Николай ВТОРУШИН
Пауза. Тяжёлая, как вдох без выдоха. Она подступает к горлу, и хочется выдохнуть. Хочется выдохнуть.
– Вы сказали, что они вернулись?
Анна ЗОТОВА
– Что? Ну да, вернулись.
Николай ВТОРУШИН
– Значит, война для Семёна тоже закончилась.
Анна ЗОТОВА
– Как бы не так! Он закопал Михаила и сразу поехал в Запрудино – одну деревеньку под Мельной. Там он с винтовкой гонялся огородами за каким-то парнем и, говорят, пристрелил бы, если б тот не изловчился сигануть к лесу. Зачем ему сдался этот парень?!. После, не заглянув домой, Семён умчался обратно в свою дивизию и нарубился с поляками вдосталь.
7
Михаил ЗОТОВ
– Первая смена, завтракать, ёштвоюдвадцать!..
Медсестра смеётся. Пробуждение – как возвращение из обморока. Веки ещё тяжелы, они мешают глазам смотреть на радость молодого тела, на вздутый шарами санитарный халатик, стягивающий весёлую сестричку. Душа не слышит призывных токов девы, распутные помыслы придушены транквилизатором – самым верным холуем нравственности.
Когда в палате тишина, можно расслышать шелест. Это звучит за окном – за решёткой, за мутным стеклом – сырой серый мир. Хорошо, что сейчас осень, хорошо, что стекло грязное, в муаровых дождевых подтёках, хорошо, что мир ветшает, что он уже очень глухой и хворый, как гниющий колодец, – тщедушие природы уравновешивает тоску сердца.
Гитарный аккорд в соседней палате надламывает тишину. Кто-то голосом вторит ему простуженно и едко. Под веки в миллионный раз вплывает грязный аквамарин стен, ржавые разводы на потолке… С потолка слетает бесцветная пыль и порошит глаза. Можно опустить взгляд и попытаться составить мысль: я не самая жалкая тварь в этом зверинце, – но доказательства, ловкие шельмы, проскальзывают мимо.

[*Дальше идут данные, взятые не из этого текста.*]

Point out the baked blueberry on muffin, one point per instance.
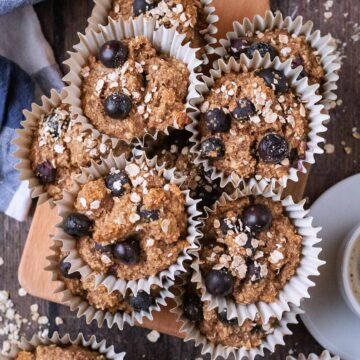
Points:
(219, 330)
(59, 148)
(279, 42)
(131, 223)
(253, 124)
(188, 16)
(131, 90)
(250, 250)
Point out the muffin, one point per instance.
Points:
(250, 250)
(59, 148)
(100, 298)
(174, 151)
(131, 89)
(219, 330)
(188, 16)
(253, 124)
(131, 223)
(54, 352)
(286, 45)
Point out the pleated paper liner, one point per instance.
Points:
(84, 309)
(102, 8)
(325, 46)
(325, 355)
(66, 206)
(24, 141)
(192, 333)
(56, 339)
(166, 41)
(297, 287)
(307, 95)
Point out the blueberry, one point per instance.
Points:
(257, 217)
(263, 48)
(118, 183)
(141, 6)
(212, 148)
(77, 224)
(128, 251)
(103, 248)
(192, 307)
(219, 282)
(217, 121)
(274, 79)
(46, 173)
(273, 148)
(149, 215)
(296, 63)
(64, 268)
(244, 110)
(222, 316)
(238, 46)
(113, 54)
(254, 271)
(118, 105)
(142, 301)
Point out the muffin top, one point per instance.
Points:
(250, 250)
(99, 297)
(188, 16)
(219, 330)
(54, 352)
(136, 213)
(253, 124)
(279, 42)
(131, 89)
(59, 149)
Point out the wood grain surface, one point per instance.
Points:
(61, 20)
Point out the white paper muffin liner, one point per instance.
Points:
(325, 355)
(113, 283)
(297, 288)
(84, 309)
(102, 8)
(325, 46)
(166, 41)
(56, 339)
(270, 342)
(24, 140)
(306, 93)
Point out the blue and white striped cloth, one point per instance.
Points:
(27, 70)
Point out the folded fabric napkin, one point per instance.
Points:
(21, 42)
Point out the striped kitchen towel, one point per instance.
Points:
(27, 70)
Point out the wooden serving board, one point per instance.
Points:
(32, 276)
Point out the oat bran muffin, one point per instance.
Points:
(59, 148)
(250, 250)
(219, 330)
(54, 352)
(99, 297)
(135, 217)
(279, 42)
(253, 124)
(130, 89)
(188, 16)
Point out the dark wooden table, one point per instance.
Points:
(61, 20)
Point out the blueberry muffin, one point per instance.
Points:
(188, 16)
(130, 89)
(219, 330)
(131, 223)
(253, 124)
(55, 352)
(279, 42)
(250, 250)
(59, 148)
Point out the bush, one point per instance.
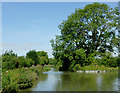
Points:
(77, 67)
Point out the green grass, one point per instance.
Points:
(17, 79)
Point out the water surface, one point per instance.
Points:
(74, 81)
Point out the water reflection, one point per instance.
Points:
(73, 81)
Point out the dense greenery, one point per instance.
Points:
(19, 72)
(87, 37)
(10, 60)
(17, 79)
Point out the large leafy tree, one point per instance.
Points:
(92, 29)
(32, 54)
(43, 57)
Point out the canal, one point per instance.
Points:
(74, 81)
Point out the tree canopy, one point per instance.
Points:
(85, 31)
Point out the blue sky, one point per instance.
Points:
(28, 26)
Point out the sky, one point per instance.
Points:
(31, 25)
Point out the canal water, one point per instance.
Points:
(75, 81)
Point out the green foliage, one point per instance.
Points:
(32, 54)
(84, 32)
(43, 57)
(77, 67)
(17, 79)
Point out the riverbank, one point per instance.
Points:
(18, 79)
(97, 67)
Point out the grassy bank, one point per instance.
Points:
(18, 79)
(97, 67)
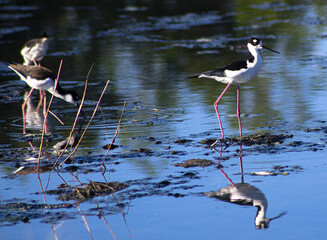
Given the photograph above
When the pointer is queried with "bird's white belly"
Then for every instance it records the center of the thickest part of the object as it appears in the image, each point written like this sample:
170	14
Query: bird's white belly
40	84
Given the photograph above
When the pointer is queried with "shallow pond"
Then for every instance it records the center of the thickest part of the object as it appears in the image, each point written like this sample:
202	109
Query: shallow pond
144	190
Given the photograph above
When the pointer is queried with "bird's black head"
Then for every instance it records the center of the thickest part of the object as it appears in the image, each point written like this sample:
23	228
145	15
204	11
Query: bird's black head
254	41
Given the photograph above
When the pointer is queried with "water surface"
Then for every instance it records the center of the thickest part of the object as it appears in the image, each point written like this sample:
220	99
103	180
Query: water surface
147	49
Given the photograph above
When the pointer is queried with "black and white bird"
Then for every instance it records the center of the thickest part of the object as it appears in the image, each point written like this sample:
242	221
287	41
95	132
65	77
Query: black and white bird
42	78
35	50
237	73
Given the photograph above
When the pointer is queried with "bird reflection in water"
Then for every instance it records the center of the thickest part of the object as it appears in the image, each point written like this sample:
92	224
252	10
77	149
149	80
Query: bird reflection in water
244	194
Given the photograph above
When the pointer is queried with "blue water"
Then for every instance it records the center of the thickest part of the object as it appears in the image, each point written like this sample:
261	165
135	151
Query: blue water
147	50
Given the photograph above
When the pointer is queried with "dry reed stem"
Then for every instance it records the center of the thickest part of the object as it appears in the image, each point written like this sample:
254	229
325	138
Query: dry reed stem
77	114
46	115
103	167
87	126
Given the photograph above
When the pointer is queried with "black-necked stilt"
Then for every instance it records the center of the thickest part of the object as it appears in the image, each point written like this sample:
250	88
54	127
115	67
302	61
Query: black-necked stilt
35	50
237	73
42	78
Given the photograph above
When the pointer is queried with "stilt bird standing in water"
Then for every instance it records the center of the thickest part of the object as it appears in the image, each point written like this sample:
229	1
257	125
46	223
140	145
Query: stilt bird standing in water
42	78
35	50
237	73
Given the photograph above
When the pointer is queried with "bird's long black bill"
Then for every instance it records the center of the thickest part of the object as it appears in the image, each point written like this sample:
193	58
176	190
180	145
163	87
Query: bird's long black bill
265	47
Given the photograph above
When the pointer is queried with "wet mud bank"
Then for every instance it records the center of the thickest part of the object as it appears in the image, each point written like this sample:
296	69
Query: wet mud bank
117	195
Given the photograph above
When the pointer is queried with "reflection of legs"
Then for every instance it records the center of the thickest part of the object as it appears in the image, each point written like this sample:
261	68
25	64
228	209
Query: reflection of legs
45	111
216	108
241	164
42	93
220	167
23	109
238	109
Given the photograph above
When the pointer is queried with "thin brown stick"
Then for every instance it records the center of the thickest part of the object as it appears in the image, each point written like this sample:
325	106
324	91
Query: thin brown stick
88	124
77	114
103	167
46	115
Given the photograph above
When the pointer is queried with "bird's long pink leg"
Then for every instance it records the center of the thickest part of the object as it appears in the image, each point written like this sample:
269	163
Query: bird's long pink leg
23	109
216	107
45	112
42	93
238	109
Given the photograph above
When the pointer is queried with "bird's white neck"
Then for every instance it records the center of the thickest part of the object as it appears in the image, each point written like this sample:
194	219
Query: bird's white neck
254	52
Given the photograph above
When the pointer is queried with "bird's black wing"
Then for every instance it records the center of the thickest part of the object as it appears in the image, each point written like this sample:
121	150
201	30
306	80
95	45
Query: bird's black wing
220	72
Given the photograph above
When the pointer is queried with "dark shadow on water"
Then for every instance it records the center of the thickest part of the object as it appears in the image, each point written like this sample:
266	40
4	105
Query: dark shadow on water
244	194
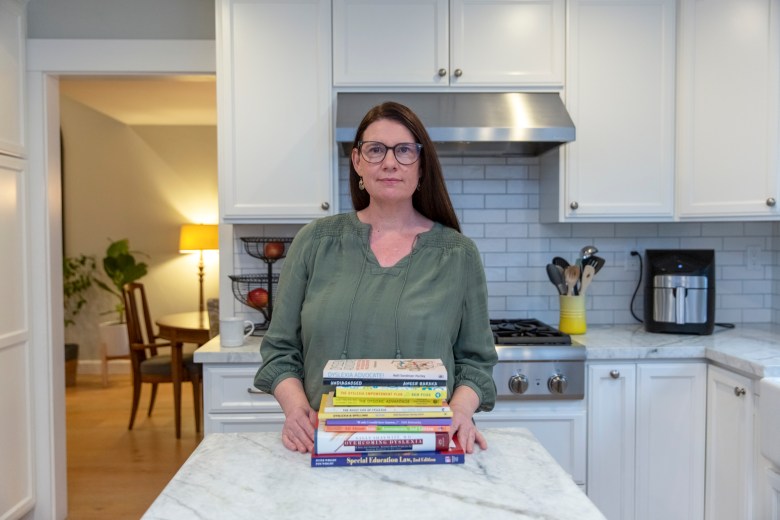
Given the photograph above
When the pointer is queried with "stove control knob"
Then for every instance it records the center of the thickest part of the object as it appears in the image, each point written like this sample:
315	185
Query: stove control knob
557	384
518	384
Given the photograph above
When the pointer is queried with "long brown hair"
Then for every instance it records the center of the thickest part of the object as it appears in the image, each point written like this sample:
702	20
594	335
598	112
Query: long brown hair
431	199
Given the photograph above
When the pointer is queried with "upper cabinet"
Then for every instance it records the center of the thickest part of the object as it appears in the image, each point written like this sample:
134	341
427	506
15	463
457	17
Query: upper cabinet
728	156
13	28
441	43
620	80
274	110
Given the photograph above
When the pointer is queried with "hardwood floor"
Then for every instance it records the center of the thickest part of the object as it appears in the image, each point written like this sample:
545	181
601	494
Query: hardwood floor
112	472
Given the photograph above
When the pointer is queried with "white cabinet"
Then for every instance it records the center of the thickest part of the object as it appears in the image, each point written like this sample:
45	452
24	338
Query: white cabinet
730	446
13	28
388	43
729	61
645	428
274	110
231	403
620	85
559	427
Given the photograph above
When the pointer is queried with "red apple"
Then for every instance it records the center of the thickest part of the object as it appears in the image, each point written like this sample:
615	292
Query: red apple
273	250
258	298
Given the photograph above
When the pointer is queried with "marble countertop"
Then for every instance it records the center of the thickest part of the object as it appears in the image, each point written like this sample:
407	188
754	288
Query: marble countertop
752	349
251	475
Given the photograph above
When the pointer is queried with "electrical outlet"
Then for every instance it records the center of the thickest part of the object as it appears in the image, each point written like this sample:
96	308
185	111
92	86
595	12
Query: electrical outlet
753	258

В поднадзорной палате, кроме меня, – ещё пятеро. Двое спят. Они спят всегда, покидая постель только для заправки организма кормами, аминазином, галоперидолом и для опустошения кишок. Камушкин с недельной щетиной и белой горячкой уже встал и аккуратно, по-солдатски, заправляет койку. В углу, спустив на пол тощие ноги, прозябает тихий шизофреник Авва. У него ввалившийся тёмный рот и пальцы, которые пляшут канкан и никогда не знают покоя. Авва смотрит на соседа – помешанного глухонемого мальчика с остреньким заячьим лицом, – тот свешивает с койки голову и шумно блюёт в белый эмалированный горшок. На горшке номер – 7. Номер ничего не означает.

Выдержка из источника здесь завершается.